Paris, October 29 2014:Â The French government urged rebel Socialist lawmakers on Tuesday to back cuts made to the 2015 social security budget, a day before the European Commission’s verdict on France’s deficit-cutting plans.
Paris wants to obtain another two years to bring its total public deficit in line with EU limits, hoping the lack of growth and its efforts to rein in future spending will mollify Brussels despite its exasperation with its repeated fiscal slippages.
The social security budget, which accounts for close to half of next year’s 21 billion euros total planned savings with caps on healthcare and welfare benefits, includes a controversial and unprecedented move to means-test family benefits.
“I call on the sense of responsibility and solidarity (of lawmakers),” Social Affairs Minister Marisol Touraine told France 2 television, adding that she trusted the budget would be adopted in a vote later on Tuesday.
“Now is the time to live up to our responsibilities.”
The vote is set to be tight, with rebel lawmakers from the ruling Socialist party telling Reuters they would abstain. They have already done so on various budget bills but never gone as far as causing a bill to be rejected outright. Thirty-nine abstained last week on a vote on the state’s 2015 revenues.

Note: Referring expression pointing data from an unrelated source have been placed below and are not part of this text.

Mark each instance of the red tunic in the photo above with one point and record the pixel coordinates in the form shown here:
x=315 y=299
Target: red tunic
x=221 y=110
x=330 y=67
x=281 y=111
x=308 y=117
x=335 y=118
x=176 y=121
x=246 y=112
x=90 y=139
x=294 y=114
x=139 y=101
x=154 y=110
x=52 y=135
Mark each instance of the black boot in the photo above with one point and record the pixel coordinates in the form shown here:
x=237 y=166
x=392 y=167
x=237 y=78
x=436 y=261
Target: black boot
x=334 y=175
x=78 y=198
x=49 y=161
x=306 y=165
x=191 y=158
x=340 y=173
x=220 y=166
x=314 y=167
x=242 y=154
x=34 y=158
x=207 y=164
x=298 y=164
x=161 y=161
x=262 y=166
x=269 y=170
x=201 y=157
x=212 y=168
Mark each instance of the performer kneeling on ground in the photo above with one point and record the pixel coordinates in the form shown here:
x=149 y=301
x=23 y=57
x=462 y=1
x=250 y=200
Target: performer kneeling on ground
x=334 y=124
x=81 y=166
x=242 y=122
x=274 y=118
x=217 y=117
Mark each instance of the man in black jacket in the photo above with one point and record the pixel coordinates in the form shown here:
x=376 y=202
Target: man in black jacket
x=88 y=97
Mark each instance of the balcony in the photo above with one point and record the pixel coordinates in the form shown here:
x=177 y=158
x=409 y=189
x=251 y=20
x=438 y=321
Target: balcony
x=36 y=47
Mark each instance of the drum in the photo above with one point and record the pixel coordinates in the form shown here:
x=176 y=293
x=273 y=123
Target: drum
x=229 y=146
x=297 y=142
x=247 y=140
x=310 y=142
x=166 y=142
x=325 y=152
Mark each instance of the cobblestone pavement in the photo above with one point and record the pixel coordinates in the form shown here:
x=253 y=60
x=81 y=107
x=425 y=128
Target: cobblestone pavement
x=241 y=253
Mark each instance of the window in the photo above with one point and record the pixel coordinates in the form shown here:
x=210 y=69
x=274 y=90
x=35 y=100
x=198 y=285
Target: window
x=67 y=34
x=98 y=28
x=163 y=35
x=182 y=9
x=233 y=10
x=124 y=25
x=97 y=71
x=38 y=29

The French government on Monday announced an extra 3.6 to 3.7 billion euros in cuts to its public deficit next year in the hope to help its case with Brussels. Italy, also in the firing line, made a similar pledge.
The European Commission welcomed on Tuesday what it said were useful, constructive contributions from both countries on the budget talks but did not say if those will be sufficient. The EU executive has the right to reject the 2015 budget.
France argues that the update to its budget should be counted as an effort to cut the structural budget deficit, which strips out the effects of the economic cycle.
But the headline deficit will still be well above the EU’s 3 percent of GDP cap and there will be no new spending cuts – the smaller deficit will come largely from new calculations including lower interest rates on France’s debt and a smaller-than-expected contribution to the EU budget.